Reconnaissance officielle de l’origine, gage de qualité et de traçabilité, l’indication géographique protège désormais le « madd » ce fruit sauvage du sud du Sénégal et permet aux producteurs de mieux le valoriser.
Le « madd » de Casamance, fruit sauvage traditionnel du sud du Sénégal, est devenu le 25 juin 2024 le premier produit sénégalais officiellement enregistré comme indication géographique par l’Organisation africaine de la propriété intellectuelle, selon un article publié par l’Organisation des Nations Unies pour l’alimentation et l’agriculture (FAO) et consulté par APA.
Cette reconnaissance protège désormais l’appellation « madd de Casamance » et garantit que seuls les fruits cueillis dans la région désignée et transformés selon un strict cahier des charges peuvent porter cette dénomination.
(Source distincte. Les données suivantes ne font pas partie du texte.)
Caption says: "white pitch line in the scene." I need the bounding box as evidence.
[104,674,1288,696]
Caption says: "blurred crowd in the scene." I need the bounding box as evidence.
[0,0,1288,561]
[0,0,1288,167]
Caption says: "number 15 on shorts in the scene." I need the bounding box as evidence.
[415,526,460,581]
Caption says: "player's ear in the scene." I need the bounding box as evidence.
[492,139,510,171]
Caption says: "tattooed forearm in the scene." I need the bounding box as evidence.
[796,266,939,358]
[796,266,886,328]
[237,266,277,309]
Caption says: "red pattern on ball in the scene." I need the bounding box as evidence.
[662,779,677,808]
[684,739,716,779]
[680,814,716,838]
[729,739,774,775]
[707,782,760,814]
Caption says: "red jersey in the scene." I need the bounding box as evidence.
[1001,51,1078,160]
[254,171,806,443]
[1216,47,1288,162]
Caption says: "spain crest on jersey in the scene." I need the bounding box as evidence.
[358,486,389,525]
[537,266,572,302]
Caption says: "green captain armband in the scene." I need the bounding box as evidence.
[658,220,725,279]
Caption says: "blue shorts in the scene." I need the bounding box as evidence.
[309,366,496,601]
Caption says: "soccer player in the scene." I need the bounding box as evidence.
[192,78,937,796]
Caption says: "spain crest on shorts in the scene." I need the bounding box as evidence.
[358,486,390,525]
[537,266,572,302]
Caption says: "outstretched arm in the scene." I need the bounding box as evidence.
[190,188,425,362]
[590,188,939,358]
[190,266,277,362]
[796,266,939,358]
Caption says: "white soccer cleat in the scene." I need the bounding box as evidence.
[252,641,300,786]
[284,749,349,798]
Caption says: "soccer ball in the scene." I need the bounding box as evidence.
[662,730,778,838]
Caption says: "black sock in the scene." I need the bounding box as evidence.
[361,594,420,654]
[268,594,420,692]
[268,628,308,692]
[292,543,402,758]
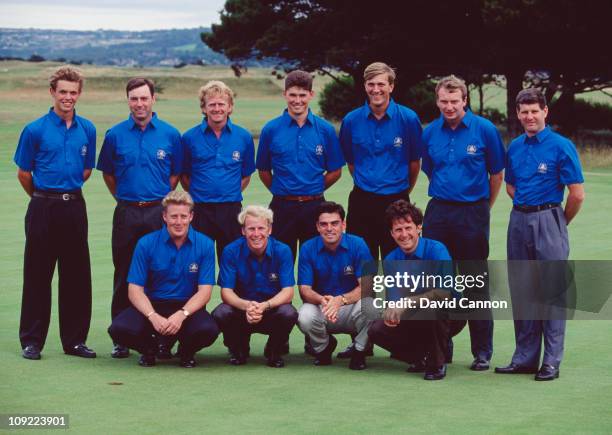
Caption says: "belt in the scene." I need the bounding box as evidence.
[276,193,323,202]
[32,190,83,201]
[513,202,561,213]
[119,199,161,208]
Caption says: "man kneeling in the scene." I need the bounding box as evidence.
[108,191,219,368]
[212,205,297,368]
[298,202,372,370]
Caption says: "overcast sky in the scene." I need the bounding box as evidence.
[0,0,225,30]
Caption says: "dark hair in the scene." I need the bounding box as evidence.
[125,77,155,96]
[317,201,346,222]
[285,69,312,91]
[385,199,423,228]
[516,88,546,110]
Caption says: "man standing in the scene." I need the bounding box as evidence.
[97,78,182,358]
[181,80,255,258]
[14,67,96,360]
[212,205,298,368]
[298,202,372,370]
[495,88,585,381]
[423,75,505,371]
[340,62,421,259]
[257,70,344,258]
[108,191,219,368]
L’obtention de cette protection juridique résulte d’un processus de huit ans coordonné par la FAO, en partenariat avec le Centre de coopération internationale en recherche agronomique pour le développement (CIRAD) et l’Organisation mondiale de la propriété intellectuelle (OMPI).
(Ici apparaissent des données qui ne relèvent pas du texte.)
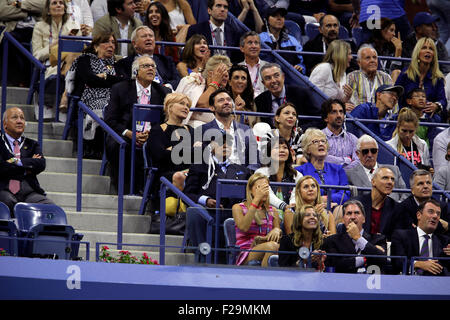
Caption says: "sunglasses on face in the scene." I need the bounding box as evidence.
[361,148,378,156]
Le projet a été mis en œuvre par Économie territoire et développement services (ETDS), une organisation locale à but non lucratif, en collaboration avec l’Association pour la protection et la promotion de l’indication géographique Madd de Casamance (APPIGMAC), qui regroupe les producteurs locaux.
Un fruit aux multiples vertus
Le « madd », fruit orangé pouvant mesurer jusqu’à 10 centimètres, pousse sur des lianes s’enroulant autour d’arbres forestiers atteignant plus de 40 mètres de hauteur. Riche en vitamines A et C ainsi qu’en antioxydants, il occupe une place prépondérante dans la culture de la Basse-Casamance, se développant notamment dans les « bois sacrés », lieux de culte traditionnels.
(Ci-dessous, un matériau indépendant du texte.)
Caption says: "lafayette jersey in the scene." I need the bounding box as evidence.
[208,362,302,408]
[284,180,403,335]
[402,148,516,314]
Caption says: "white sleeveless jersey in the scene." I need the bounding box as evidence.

Actuellement, seulement 2 % de la récolte est transformée en jus et conserves, le reste étant consommé frais par les communautés locales, fait savoir la FAO.
« Grâce à l’enregistrement de l’indication géographique, les pouvoirs publics mesurent l’importance de ce fruit sauvage et de sa filière en tant que secteur porteur d’une croissance durable au niveau local », explique Pape Tahirou Kanouté, directeur exécutif d’ETDS, cité par la FAO.
Les producteurs bénéficient désormais d’une meilleure valorisation de leurs produits, avec des prix pouvant augmenter de près de 20 % en moyenne sur certains marchés. Mamadou Baldé, cueilleur officiel depuis 2020, témoigne d’un élargissement de son réseau professionnel et de volumes de commercialisation plus importants.
Le cahier des charges intègre des mesures de protection environnementale strictes : interdiction de tailler les plantes grimpantes, de ramasser les fruits avant maturité et d’utiliser des techniques de maturation artificielle. La transformation doit s’effectuer dans un rayon de 200 kilomètres de la zone de cueillette.
L’Office sénégalais des forêts collabore avec les comités villageois locaux pour la gestion durable de cette ressource, incluant cartographie des zones de production, gestion des feux de forêt et initiatives de reforestation.
Cette initiative s’inscrit dans la dynamique africaine des indications géographiques, qui compte plus de 200 produits enregistrés sur le continent, à l’image du « poivre de Penja » au Cameroun et de l’« attiéké des lagunes » en Côte d’Ivoire.